Religion
- Affiliation: Zoroastrianism (Kadmi)
- Ecclesiastical or organisational status: Active
- Leadership: Trustees of the Banaji Atash Behram
- Year consecrated: 13 December 1845

Location
- Location: Thakurdwar, Charni Road, Mumbai, Maharashtra, India
- Interactive map of Seth Cowasji Behramji Banaji Atash Behram

= Seth Cowasji Behramji Banaji Atash Behram =

Zoroastrian fire temple in Mumbai, India

The Seth Cowasji Behramji Banaji Atash Behram, also known as the Banaji Atash Behram or Cawasjee Byramjee Atash Behram, is a historic Zoroastrian fire temple (Atash Behram) in Mumbai, India.

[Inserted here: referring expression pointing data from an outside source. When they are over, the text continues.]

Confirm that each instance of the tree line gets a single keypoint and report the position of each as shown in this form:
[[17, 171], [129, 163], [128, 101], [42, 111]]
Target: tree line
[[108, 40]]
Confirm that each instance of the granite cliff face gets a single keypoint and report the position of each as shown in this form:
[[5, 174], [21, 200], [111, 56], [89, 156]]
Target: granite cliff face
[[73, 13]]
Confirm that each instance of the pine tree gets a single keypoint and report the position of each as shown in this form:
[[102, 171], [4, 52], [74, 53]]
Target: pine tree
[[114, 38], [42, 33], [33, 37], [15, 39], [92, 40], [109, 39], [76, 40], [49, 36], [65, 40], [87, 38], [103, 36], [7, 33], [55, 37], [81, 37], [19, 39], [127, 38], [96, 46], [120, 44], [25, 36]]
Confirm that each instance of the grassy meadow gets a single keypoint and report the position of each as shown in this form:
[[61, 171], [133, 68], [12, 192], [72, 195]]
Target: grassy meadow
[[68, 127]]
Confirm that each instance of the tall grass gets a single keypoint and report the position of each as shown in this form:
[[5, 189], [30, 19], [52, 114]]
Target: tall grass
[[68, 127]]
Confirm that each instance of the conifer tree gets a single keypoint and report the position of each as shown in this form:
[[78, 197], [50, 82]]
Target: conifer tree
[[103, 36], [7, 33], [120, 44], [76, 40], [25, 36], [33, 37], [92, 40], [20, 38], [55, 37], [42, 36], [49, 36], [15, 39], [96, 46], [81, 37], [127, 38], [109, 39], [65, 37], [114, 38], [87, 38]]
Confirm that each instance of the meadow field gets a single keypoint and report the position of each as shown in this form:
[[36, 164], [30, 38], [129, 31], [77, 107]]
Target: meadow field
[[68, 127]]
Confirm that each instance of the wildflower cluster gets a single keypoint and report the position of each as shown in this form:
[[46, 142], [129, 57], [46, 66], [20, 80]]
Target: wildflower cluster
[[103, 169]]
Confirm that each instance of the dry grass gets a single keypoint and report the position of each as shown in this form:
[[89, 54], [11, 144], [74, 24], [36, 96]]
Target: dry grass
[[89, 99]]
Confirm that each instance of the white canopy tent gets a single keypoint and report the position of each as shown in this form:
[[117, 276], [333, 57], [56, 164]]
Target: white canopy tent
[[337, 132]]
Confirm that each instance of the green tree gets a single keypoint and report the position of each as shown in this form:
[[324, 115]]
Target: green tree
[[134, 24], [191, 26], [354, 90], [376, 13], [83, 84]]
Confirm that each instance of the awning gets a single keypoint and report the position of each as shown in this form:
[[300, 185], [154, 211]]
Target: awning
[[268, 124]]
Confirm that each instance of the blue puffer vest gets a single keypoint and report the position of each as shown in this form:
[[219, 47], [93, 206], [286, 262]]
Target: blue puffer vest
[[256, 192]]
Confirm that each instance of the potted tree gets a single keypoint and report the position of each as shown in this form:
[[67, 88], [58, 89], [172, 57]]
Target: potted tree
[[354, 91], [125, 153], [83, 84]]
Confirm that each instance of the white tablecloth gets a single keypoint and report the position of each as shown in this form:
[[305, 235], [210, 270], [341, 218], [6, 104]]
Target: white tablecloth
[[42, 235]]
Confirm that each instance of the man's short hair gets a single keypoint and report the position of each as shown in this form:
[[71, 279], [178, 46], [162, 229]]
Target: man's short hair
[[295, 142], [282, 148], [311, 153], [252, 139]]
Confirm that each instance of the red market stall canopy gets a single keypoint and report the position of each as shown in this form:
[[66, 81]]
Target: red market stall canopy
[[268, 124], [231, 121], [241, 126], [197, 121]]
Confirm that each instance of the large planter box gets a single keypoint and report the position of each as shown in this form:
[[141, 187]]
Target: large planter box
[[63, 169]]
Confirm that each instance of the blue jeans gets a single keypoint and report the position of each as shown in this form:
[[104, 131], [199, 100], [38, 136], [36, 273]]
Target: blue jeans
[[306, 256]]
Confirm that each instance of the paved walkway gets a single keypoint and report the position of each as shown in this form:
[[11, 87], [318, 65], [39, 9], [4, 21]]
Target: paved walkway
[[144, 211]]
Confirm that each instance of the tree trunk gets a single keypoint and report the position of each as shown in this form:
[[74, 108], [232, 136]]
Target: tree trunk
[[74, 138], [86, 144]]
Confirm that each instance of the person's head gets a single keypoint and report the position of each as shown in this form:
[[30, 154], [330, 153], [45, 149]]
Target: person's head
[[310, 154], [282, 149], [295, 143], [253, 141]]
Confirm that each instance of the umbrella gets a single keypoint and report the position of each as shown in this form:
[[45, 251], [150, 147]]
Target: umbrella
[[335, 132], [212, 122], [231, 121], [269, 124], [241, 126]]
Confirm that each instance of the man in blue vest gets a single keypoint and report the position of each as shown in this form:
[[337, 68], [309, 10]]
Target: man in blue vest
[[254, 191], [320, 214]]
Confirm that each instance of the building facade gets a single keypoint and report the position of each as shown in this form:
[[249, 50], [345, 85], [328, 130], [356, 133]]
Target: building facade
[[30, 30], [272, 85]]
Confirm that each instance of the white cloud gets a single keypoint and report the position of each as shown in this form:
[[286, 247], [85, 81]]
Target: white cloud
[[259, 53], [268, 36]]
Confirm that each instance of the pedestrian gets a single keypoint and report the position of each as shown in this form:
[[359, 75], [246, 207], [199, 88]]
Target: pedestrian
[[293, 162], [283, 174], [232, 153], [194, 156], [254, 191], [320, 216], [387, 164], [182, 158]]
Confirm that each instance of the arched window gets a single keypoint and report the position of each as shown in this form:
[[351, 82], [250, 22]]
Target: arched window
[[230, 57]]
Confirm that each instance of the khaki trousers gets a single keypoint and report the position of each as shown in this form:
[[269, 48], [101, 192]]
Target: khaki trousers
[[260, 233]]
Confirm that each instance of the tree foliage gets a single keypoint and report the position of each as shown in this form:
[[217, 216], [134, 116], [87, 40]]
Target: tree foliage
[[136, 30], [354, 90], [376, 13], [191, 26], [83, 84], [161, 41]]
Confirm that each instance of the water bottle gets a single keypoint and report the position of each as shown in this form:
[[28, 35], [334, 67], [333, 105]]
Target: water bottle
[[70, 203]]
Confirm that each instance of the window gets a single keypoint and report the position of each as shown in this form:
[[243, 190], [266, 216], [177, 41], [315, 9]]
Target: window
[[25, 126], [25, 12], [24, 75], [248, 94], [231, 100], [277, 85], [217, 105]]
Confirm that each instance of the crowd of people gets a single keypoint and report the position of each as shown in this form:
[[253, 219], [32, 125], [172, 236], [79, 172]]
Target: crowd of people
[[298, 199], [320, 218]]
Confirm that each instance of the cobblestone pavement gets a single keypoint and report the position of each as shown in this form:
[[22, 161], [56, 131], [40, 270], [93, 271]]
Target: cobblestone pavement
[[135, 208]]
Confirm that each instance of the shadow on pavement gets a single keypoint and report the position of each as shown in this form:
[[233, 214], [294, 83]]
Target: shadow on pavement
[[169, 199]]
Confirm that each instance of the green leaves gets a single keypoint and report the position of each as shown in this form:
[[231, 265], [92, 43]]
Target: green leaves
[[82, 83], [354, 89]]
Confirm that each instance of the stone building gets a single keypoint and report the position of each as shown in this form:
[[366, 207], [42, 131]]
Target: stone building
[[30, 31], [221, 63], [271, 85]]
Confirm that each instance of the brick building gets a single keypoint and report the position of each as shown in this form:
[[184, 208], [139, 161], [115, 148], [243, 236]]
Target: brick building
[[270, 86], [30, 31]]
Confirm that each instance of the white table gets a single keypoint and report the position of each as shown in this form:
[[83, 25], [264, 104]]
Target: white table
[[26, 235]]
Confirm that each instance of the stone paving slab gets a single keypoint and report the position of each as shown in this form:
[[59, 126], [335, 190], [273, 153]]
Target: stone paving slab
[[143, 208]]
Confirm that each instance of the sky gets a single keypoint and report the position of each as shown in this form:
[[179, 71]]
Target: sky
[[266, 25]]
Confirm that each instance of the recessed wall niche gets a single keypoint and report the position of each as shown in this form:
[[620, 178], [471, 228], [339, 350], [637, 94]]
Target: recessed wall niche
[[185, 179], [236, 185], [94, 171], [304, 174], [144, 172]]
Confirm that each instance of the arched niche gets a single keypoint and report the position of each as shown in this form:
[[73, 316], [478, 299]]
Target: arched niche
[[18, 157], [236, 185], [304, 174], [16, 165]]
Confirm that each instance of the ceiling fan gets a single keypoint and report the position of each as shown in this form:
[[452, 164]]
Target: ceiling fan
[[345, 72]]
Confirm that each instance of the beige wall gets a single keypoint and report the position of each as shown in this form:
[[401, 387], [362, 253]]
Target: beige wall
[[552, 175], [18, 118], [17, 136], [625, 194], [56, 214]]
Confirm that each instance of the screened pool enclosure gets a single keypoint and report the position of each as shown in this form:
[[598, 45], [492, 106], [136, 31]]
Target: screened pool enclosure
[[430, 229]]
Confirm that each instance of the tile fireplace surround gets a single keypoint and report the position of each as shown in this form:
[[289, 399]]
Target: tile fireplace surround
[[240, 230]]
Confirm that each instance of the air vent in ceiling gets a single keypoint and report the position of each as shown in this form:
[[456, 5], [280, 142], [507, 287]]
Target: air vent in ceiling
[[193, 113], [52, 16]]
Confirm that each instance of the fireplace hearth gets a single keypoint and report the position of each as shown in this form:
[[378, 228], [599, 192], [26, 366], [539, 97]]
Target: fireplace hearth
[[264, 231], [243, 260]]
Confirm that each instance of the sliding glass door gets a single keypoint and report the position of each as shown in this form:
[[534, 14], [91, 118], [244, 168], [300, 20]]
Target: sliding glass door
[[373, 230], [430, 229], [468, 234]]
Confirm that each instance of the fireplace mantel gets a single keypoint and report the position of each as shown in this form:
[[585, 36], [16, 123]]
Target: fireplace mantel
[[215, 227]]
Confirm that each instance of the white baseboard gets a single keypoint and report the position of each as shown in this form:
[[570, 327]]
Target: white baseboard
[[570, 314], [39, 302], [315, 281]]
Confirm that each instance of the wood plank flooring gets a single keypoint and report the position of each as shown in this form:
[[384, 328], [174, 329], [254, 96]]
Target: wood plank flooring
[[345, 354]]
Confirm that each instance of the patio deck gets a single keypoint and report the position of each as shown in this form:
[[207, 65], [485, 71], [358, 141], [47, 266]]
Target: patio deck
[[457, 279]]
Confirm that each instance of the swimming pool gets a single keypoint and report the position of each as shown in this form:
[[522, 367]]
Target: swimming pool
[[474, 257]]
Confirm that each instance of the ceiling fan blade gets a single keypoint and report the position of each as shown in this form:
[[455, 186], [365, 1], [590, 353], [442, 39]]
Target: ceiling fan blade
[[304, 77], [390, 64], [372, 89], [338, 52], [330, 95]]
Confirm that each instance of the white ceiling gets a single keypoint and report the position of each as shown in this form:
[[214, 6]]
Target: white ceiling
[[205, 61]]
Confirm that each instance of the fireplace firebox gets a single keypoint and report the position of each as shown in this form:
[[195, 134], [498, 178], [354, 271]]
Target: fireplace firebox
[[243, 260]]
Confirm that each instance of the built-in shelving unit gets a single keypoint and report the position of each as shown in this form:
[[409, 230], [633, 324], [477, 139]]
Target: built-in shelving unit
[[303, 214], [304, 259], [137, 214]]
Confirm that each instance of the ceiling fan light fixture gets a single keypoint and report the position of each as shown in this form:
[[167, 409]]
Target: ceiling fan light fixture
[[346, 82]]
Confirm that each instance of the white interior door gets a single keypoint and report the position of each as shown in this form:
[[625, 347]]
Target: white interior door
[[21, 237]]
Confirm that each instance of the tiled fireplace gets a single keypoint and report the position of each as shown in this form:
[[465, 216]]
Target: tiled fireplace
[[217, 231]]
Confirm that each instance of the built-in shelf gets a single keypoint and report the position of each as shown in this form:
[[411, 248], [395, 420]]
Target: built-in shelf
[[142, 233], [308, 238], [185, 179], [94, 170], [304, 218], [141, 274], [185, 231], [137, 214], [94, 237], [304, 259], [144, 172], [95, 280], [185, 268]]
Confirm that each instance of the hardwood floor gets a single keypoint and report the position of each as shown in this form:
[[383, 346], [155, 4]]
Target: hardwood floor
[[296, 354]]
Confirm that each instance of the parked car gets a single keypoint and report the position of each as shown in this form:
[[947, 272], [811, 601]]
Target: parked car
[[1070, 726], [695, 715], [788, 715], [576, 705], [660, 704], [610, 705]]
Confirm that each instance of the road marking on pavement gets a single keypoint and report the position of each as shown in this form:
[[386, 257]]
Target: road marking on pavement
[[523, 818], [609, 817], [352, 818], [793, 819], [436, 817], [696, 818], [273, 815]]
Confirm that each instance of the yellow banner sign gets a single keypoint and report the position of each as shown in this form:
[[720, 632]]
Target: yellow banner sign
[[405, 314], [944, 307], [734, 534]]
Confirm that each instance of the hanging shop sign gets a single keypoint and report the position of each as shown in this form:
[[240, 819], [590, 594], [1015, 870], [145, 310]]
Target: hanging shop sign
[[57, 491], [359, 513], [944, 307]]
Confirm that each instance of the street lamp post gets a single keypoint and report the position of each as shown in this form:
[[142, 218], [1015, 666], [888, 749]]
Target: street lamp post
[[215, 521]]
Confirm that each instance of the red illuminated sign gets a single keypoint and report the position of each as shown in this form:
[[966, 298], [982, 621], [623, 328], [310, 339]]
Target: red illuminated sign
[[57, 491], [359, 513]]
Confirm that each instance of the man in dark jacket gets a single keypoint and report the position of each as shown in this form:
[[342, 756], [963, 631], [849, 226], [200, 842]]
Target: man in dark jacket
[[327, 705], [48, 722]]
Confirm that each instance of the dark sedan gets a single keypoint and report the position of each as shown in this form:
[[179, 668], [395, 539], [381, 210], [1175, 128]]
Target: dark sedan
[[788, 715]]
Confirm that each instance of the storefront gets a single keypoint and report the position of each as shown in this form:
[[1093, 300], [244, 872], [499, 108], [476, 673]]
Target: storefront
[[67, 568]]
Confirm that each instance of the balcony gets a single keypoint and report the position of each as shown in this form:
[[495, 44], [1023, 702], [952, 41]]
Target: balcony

It houses one of the highest-ranking sacred fires in India's Zoroastrian tradition.

== History ==
Consecrated in 1845, it is one of eight Atash Behrams in India and serves the Parsi community from both Kadmi and Shahenshahi calendars. The temple was built by Framji Cowasji Banaji, a Parsi merchant and philanthropist in memory of his parents, Seth Cowasji Behramji Banaji (also spelled Cawasjee Byramjee Banaji) and Bai Jaiji. It was co-funded with his brothers Curshedji and Rustomji and his nephew Dadabhai. IThe Banaji family, originally from the Surat region funded the project with a reported expenditure of around Rs. 1.5 lakhs.

Elaborate consecration rituals, including one year of eejashne-vendidad ceremonies, were performed under the leadership of Dasturji Jamshedji Edulji Jamaspasa (Shahenshahi) and Dasturji Bejonji Rustamji (Kadmi). The first buoi (offering) was made by Vada Dasturji Bejonji Rustamji. The fire was consecrated on 13 December 1845 (Roz Sarosh, Mah Khordad/Teshtar Tir, 1215 A.Y.)

The temple completed its 175th year in 2019.